Know How -- ZFS
ZFS is lightweight in administration. You just tell the machine what you have, the rest is up to ZFS. You nearly cannot do wrong. And do not be stunned, it is even more easy as you might think with your trainload of system administration experience from the last decades.
I am now running Linux/ZFS-FUSE for some month now. And I had a lot of trouble. Mainly caused by bad disks. RAIDZ2 blew this all away like a fresh breeze and I now trust ZFS to be good enough to protect my valuable data.
The interesting part is, that ZFS (with raidz2, I wish there would be raidz3 and raidz4) is able to also repair disk arrays which are extremely faulty.
Advantages:
- I do not know any other filesystem with a better fault detection and self-healing capability.
- It informs you about any trouble it encounters. 90% of this is trouble you never noticed, because nobody else told it to you.
- Internally it is highly optimized, this means: It is fast as long as there is enough free RAM, CPU and IO. (You never can have all free enough.)
- ZFS still is not the latest word in filesystems (it's a good leap ahead, though).
- ZFS IS STILL NO REPLACEMENT FOR BACKUPS! But I don't think there is missing much to even fix that.
- ZFS-FUSE is dog slow when it comes to external USB drives: This is because RAIDZ2 has a high IO overhead, and USB is bad when it comes to highly concurrent IO loads.

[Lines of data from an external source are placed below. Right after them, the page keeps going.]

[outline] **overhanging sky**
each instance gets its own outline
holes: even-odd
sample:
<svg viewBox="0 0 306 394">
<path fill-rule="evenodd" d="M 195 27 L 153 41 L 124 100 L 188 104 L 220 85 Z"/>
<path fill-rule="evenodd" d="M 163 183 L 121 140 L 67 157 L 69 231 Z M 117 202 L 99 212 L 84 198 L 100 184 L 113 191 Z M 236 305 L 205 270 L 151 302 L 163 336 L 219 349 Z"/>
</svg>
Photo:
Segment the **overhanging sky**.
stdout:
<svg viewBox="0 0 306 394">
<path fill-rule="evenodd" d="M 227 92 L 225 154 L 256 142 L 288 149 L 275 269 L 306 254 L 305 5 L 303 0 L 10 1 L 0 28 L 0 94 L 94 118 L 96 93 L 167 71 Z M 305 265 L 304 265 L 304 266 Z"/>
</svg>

- ZFS uses trainloads of CPU: If you have more than one CPU, expect to dedicate 1 CPU to ZFS, when your programs do IO on ZFS! If you have a single CPU, expect 95% CPU spent for ZFS when copying. (This disadvantage is due to internal compression, bookkeeping, checksum and error correction of the ZFS code. It cannot be evaded as long as no dedicated RAID controllers natively speak ZFS.)

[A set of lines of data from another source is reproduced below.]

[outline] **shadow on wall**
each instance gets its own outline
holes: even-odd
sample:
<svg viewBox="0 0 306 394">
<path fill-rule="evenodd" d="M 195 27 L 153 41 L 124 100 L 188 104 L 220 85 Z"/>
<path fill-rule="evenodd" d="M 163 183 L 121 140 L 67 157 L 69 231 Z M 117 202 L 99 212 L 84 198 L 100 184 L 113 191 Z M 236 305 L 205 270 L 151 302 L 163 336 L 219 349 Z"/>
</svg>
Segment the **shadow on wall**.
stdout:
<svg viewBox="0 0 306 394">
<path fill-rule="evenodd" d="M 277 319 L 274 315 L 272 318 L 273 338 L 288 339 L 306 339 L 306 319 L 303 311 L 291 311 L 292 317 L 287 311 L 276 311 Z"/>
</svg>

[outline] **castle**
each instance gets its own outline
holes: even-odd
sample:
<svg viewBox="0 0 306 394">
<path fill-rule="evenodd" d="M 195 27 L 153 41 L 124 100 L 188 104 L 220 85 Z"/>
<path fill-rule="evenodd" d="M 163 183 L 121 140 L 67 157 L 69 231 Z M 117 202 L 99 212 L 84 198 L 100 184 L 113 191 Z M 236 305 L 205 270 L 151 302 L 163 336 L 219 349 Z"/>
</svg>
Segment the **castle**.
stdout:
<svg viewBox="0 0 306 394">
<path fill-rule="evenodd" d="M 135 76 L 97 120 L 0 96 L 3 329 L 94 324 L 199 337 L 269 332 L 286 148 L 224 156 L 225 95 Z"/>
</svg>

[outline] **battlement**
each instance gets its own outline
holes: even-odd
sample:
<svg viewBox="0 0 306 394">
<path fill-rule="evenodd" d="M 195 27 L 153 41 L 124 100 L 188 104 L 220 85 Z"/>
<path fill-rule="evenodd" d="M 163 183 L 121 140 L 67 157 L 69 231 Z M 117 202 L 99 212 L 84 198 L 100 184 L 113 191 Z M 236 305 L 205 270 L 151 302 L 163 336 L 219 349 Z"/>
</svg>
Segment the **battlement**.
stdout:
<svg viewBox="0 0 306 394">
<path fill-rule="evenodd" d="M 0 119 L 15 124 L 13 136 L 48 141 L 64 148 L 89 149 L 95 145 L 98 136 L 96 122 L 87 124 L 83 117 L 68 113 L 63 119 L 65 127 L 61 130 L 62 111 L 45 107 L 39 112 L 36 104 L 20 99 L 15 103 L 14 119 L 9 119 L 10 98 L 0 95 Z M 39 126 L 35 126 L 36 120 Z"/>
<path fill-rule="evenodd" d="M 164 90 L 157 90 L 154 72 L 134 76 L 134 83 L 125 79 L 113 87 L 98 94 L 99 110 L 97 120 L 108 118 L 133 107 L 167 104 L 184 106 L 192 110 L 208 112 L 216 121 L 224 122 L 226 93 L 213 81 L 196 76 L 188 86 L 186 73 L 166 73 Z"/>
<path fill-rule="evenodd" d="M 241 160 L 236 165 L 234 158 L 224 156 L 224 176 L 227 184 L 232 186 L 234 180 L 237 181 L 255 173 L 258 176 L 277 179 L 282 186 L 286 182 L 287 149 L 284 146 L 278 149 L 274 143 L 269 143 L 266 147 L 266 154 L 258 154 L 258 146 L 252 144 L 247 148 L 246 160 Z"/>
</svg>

- ZFS-FUSE uses much memory: The virtual size exceeds 2.5 GB RAM while the resident size normally is about 600 MB RAM, the rest is swapped out. (This is a memory management problem. Usually ZFS runs in the kernel and is designed to use up all free memory. Userland always has as much free memory as allowed.) ZFS probably does not run if it is not allowed to allocate less than 1 GB of memory.

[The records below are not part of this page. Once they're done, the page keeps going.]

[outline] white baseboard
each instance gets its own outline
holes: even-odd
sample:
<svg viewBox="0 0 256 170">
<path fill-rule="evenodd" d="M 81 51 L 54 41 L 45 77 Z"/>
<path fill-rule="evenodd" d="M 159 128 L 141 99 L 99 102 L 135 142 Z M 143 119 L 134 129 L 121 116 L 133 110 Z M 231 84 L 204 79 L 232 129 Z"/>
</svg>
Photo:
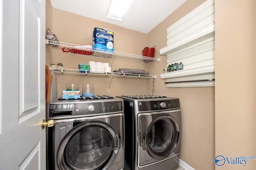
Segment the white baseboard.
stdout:
<svg viewBox="0 0 256 170">
<path fill-rule="evenodd" d="M 194 168 L 180 159 L 180 162 L 179 164 L 180 166 L 186 170 L 196 170 L 196 169 Z"/>
</svg>

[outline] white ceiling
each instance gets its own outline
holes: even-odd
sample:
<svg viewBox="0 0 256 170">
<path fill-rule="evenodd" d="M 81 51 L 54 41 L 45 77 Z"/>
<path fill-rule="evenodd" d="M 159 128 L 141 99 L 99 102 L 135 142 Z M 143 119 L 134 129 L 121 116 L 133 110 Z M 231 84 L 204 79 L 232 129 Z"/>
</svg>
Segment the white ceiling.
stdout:
<svg viewBox="0 0 256 170">
<path fill-rule="evenodd" d="M 122 21 L 107 18 L 111 0 L 50 0 L 53 8 L 147 33 L 186 0 L 134 0 Z"/>
</svg>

- ZFS lacks a bad sector relocation plan. (Some drives seem to have "weak sectors" which quickly get bit errors. ZFS could detect that and abstain from using those sectors. Disks often only do relocation on faulty writes, which does not happen here.)
Preface
SUN's ZFS is nice, but today the way to gain with ZFS is everything but easy.
(Information below will slowly sift into subpages. Leave it time.)
Wrong way
The funny thing is, that all sources which must be considered "near" ZFS failed for me:- OpenSolaris: I faild with OpenSolaris. Not only does it need enourmous amount on hardware (well, ZFS needs even more, read below), but also I failed miserably to get the networking up and running. Without networking I do not even need to start ZFS. Note that I did not try to install a separate networking card, I switched the OS, this was more easy to do.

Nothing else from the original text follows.